Nevertheless, the court concludes that the Leon good faith exception applies in this case. At the time he submitted the affidavit, Detective Coleman knew that the LG cell phone played a role in the aggravated sexual battery offense listed in his affidavit. During his investigation, Detective Coleman learned from the victims’ mother that Thomas had called her several times in an attempt to set up another rendezvous with her children and left her multiple voicemail messages. Although Detective Coleman’s affidavit itself provides no link between the use of the LG cell phone and the crime, it is uncontroverted that Detective Coleman knew that Thomas used a phone in furtherance of his criminal conduct. Detective Coleman reasonably could infer that the LG cell phone seized at Thomas’ arrest was the phone that Thomas used to call the victims’ mother just a few months earlier. Thus, it is clear that Detective Coleman ‘harbored an objectively reasonable belief in the existence’ of this factual predicate,” United States v. McKenzie-Gude, 671 F.3d 452, 458-59 (4th Cir. 2011) (quoting Leon, 468 U.S. at 926), linking Thomas’ phone to the aggravated sexual battery.

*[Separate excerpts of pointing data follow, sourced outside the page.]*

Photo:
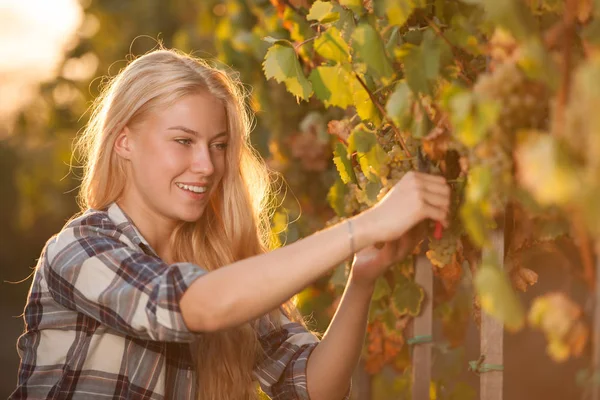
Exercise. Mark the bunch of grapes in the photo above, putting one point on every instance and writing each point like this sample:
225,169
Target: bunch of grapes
523,102
561,321
383,346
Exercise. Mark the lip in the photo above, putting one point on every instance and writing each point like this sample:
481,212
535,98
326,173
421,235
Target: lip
194,196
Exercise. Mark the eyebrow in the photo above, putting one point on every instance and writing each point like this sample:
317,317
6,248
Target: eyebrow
192,132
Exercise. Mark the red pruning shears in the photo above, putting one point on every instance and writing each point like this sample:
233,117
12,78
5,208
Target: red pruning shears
425,166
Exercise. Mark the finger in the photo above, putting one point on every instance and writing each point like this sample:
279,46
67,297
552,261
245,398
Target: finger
437,188
436,199
436,214
430,178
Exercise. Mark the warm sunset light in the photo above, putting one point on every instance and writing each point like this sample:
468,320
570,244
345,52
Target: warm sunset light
33,37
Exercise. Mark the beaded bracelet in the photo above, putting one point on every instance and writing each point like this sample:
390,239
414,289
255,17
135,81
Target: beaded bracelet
351,235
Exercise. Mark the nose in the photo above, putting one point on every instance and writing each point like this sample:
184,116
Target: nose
202,162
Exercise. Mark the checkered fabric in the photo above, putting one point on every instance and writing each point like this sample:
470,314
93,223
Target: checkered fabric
102,321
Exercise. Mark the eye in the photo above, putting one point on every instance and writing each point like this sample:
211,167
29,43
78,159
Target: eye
220,146
185,142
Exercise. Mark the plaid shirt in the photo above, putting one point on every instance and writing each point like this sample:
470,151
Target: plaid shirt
102,320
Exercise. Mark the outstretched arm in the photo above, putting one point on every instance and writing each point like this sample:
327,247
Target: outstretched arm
338,353
252,287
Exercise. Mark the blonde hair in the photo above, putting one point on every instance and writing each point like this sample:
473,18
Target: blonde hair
234,227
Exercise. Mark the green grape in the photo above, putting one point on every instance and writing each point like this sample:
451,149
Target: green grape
441,251
523,103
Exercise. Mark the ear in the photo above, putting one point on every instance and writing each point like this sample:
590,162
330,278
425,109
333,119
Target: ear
124,144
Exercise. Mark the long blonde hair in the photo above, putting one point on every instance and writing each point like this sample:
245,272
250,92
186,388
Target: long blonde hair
234,227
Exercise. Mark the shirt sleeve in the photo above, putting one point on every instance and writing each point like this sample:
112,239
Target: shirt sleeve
90,270
282,372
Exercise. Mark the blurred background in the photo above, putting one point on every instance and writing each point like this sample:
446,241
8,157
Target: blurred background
53,57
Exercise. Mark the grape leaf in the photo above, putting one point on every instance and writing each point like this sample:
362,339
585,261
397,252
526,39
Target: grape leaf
407,297
372,189
365,108
399,104
361,139
336,197
422,64
343,163
398,11
368,46
332,46
497,296
331,86
382,288
281,63
322,11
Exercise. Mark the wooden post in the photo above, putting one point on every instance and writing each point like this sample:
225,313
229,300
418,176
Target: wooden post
595,388
492,338
423,328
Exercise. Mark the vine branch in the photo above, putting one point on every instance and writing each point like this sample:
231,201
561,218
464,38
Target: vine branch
385,115
453,48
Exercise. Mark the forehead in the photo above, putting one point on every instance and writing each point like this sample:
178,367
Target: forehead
201,112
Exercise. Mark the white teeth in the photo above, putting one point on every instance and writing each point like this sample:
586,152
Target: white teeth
195,189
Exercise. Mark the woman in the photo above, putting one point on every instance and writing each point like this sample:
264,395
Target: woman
163,287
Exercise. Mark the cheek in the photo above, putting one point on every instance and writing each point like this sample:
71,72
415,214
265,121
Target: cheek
160,160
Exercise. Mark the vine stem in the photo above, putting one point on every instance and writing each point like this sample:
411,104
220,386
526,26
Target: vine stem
385,115
453,48
558,131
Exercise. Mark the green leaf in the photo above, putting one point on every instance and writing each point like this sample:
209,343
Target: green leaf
281,63
361,139
331,86
422,64
354,5
382,288
407,297
322,11
368,46
332,46
497,295
477,224
346,23
399,104
343,163
398,11
372,189
336,197
372,161
471,116
365,108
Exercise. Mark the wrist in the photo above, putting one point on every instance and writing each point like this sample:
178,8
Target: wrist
361,231
363,285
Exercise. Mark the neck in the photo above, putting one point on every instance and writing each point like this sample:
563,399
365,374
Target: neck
155,228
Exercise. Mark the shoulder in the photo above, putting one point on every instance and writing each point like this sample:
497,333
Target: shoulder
92,231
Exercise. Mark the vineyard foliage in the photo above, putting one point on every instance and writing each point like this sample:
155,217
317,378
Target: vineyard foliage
496,96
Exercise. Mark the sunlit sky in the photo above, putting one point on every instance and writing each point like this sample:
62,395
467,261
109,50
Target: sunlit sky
34,35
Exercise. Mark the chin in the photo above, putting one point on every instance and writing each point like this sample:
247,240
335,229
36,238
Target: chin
190,215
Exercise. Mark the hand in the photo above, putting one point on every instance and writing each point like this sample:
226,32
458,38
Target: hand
371,262
416,197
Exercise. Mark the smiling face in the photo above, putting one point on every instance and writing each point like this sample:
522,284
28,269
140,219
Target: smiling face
176,158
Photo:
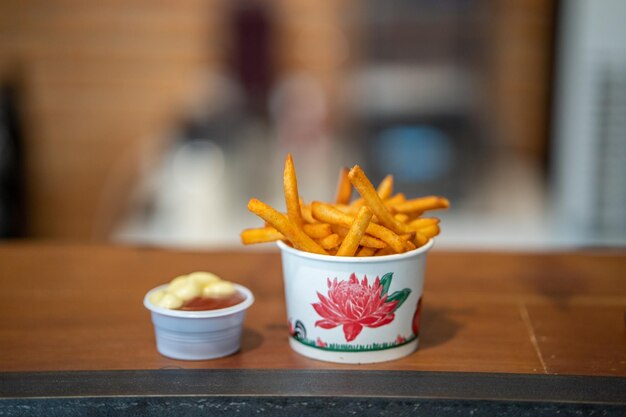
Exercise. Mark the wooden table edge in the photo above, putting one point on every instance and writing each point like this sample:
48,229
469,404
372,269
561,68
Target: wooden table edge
507,387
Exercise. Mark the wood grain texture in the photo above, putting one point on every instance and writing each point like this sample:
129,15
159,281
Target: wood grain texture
77,307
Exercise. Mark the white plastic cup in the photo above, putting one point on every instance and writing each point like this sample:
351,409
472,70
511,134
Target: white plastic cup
353,309
198,335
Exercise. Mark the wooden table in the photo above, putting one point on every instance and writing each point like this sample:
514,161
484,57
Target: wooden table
538,332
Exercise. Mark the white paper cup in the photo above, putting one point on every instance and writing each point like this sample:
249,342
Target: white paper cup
351,309
198,335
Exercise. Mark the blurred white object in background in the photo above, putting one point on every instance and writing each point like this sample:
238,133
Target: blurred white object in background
590,122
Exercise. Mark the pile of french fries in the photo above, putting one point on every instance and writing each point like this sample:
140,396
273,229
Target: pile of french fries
378,223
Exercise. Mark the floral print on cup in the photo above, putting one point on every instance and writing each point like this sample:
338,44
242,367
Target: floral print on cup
355,304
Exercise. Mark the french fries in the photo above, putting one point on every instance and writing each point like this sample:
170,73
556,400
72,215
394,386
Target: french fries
377,223
352,240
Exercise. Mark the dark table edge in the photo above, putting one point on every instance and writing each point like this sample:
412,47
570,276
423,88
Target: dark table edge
315,383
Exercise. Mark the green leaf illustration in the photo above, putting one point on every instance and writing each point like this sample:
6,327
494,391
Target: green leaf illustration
385,282
400,296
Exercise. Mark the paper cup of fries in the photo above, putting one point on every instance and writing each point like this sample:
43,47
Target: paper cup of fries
353,310
353,269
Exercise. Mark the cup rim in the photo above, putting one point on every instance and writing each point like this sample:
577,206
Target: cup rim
356,259
200,314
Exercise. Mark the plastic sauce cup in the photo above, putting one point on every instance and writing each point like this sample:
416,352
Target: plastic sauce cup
198,335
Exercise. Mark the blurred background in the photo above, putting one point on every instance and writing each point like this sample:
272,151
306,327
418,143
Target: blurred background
154,122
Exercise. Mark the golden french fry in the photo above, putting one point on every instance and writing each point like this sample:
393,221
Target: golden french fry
306,213
420,222
280,222
384,251
395,199
260,235
385,188
384,191
421,204
330,241
328,214
363,185
365,251
292,199
402,217
366,240
317,230
357,230
430,231
344,188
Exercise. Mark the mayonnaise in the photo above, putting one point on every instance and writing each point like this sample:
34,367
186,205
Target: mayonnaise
186,287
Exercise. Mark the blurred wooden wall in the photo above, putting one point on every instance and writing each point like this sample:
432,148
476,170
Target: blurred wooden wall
520,73
100,80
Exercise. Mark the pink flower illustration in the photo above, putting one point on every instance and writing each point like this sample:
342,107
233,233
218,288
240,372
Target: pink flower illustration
319,342
354,305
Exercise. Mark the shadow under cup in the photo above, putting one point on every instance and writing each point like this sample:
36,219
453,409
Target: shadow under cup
352,309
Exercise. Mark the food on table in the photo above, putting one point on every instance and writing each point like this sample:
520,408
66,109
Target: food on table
197,291
378,223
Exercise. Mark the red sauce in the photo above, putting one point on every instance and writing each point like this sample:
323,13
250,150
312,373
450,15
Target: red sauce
212,303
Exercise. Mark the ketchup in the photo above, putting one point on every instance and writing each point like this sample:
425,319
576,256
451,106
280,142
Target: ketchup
212,303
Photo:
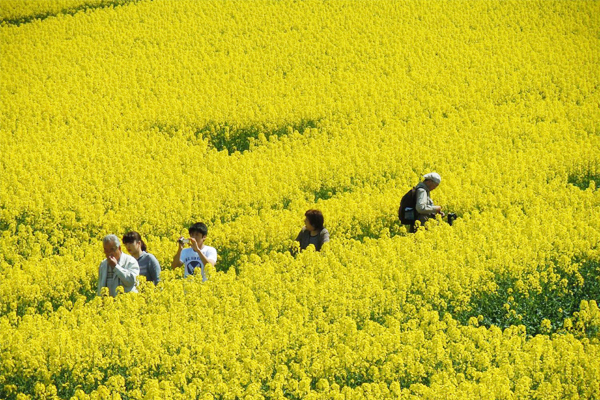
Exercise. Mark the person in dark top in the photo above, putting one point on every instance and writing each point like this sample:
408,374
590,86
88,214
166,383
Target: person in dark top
313,231
149,266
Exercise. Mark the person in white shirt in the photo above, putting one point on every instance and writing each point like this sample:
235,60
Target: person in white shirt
118,269
424,205
198,255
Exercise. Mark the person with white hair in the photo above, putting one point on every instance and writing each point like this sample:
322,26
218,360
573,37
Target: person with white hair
118,269
424,205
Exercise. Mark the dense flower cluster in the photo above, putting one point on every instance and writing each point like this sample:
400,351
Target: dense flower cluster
150,116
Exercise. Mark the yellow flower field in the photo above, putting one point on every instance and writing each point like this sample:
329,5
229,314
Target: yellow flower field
152,115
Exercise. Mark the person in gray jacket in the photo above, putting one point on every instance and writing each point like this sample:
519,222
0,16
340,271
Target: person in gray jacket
313,231
118,269
149,266
424,205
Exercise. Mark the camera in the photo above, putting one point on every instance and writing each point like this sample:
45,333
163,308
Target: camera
451,218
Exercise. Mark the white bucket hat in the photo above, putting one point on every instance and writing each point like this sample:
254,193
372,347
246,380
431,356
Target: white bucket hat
433,176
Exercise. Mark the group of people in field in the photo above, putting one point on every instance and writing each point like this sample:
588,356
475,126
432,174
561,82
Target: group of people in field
121,269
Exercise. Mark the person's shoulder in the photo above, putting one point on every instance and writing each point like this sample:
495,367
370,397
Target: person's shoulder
210,249
129,259
185,251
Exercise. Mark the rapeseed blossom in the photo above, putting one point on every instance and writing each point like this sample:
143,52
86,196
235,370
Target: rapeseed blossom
152,115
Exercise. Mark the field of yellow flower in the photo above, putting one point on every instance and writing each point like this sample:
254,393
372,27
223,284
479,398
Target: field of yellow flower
143,115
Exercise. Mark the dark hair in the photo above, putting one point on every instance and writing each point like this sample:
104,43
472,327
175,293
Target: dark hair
132,237
198,227
315,217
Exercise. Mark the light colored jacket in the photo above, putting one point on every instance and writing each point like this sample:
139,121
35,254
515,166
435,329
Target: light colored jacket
125,274
424,205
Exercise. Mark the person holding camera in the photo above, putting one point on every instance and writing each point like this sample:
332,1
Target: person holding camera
424,205
149,266
118,269
198,254
313,231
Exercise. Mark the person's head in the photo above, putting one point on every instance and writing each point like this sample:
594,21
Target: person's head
133,243
432,180
112,246
314,220
198,231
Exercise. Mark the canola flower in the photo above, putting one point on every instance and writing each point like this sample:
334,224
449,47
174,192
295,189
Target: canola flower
154,115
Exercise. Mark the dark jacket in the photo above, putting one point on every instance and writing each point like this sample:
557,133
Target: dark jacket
304,238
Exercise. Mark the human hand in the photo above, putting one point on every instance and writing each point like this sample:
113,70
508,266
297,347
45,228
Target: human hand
194,245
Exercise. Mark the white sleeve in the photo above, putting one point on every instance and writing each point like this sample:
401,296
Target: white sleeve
422,204
211,255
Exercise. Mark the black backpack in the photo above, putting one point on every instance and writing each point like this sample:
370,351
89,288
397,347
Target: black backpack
407,213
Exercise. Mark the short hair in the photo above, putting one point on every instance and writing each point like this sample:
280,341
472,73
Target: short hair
132,237
315,217
112,239
198,227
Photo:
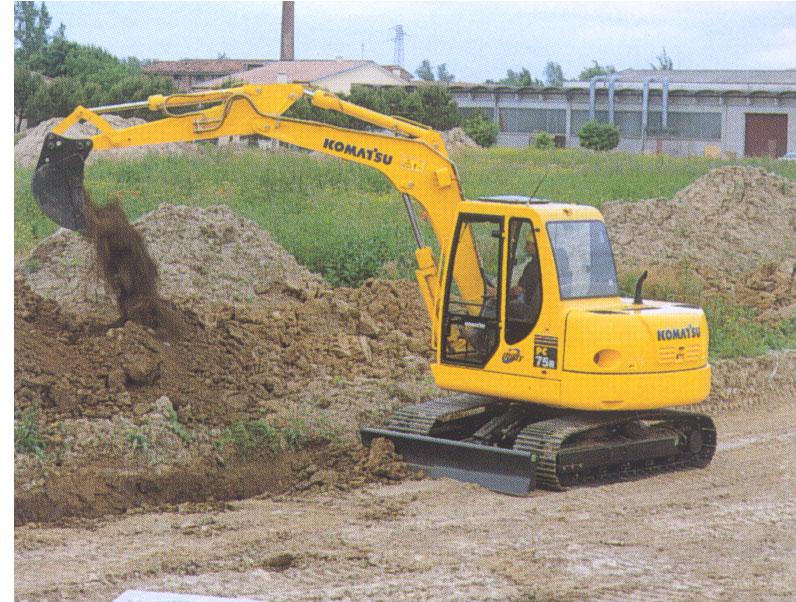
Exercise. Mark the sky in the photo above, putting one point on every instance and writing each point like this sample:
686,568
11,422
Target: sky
476,40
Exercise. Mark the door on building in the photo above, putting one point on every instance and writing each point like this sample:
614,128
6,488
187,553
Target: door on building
766,135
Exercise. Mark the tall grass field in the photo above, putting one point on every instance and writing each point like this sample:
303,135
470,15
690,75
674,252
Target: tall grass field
347,222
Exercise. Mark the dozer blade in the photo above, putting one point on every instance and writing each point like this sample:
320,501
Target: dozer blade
58,180
503,470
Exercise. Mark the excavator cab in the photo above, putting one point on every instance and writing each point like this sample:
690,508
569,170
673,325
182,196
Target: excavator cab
560,379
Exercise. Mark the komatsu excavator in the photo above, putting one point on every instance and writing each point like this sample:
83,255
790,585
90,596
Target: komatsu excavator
559,380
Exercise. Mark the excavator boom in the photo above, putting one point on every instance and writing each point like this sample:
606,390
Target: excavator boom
412,156
561,382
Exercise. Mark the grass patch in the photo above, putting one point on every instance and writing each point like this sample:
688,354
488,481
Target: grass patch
27,437
257,434
138,440
178,429
347,223
736,332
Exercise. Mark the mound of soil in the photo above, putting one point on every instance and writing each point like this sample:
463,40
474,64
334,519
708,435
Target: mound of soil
207,255
734,227
28,148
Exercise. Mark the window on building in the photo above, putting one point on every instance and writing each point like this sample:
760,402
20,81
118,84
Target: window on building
705,126
552,121
578,118
467,112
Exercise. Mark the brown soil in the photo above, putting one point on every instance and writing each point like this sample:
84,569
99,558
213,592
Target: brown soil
733,229
722,533
304,352
128,269
260,338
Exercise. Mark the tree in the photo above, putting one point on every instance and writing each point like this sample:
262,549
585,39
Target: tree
443,75
596,69
30,29
424,71
482,130
26,84
519,79
597,135
664,62
553,74
439,109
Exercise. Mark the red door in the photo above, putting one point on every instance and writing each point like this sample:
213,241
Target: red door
766,135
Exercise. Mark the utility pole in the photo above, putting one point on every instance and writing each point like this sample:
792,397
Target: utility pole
286,51
398,55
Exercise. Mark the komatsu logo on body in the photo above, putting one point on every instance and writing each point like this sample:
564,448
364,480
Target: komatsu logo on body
371,154
689,332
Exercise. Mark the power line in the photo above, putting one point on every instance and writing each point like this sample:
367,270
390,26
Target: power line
398,54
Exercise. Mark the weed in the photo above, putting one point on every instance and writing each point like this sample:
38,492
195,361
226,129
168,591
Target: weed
251,434
177,428
27,438
736,332
31,265
138,440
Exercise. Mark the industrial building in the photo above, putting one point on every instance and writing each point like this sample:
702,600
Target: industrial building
679,112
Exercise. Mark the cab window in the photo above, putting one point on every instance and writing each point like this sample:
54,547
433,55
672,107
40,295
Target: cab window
524,298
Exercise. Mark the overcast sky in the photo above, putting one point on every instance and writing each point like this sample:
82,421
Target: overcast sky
477,40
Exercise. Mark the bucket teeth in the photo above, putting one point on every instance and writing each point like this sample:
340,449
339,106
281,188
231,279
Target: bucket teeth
58,181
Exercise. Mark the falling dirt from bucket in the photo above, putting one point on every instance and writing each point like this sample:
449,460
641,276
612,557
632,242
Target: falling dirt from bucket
127,267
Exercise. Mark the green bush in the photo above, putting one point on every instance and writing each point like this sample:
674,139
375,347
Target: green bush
484,131
27,437
597,135
544,140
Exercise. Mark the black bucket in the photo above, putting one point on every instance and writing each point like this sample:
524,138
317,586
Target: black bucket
58,181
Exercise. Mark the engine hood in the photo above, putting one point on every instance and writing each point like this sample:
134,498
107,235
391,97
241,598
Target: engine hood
622,338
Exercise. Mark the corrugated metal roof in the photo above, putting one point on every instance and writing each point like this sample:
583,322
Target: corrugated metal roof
207,66
294,71
745,77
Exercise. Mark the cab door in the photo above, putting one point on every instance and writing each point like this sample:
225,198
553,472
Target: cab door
471,319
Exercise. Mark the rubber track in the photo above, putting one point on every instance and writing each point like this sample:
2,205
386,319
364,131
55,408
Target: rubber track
546,438
420,418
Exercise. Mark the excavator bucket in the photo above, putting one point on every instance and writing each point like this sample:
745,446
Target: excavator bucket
504,470
58,180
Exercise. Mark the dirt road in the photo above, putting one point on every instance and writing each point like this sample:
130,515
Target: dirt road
725,533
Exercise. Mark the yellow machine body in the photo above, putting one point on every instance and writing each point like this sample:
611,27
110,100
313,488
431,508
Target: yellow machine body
592,352
604,353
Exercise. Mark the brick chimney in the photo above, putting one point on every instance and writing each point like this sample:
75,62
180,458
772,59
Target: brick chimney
286,53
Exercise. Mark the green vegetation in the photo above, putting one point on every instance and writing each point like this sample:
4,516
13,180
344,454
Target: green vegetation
346,222
431,105
543,140
596,135
27,438
734,329
735,332
177,428
482,130
248,435
76,74
138,440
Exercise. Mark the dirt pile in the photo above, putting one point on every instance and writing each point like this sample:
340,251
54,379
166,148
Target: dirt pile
734,227
456,139
127,269
28,148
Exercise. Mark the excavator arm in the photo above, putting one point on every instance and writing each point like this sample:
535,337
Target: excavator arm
411,155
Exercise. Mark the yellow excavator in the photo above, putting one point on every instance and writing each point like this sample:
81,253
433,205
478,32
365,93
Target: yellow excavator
559,381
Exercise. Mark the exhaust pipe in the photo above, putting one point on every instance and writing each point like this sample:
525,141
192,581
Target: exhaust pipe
58,180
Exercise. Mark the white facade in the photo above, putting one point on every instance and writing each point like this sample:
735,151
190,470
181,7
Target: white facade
702,120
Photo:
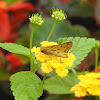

It cannot be said here that Detective Coleman relied on “an affidavit so lacking in indicia of probable cause as to render official belief in its existence entirely unreasonable.” Leon, 468 U.S. at 923. As was the case in McKenzie-Gude, “Leon presents no barrier to holding that the experienced officer[] in this case, who swore out the affidavit and executed the search, acted with the requisite objective reasonableness when relying on uncontroverted facts known to [him] but inadvertently not presented to the magistrate.” McKenzie-Gude, 671 F.3d at 460.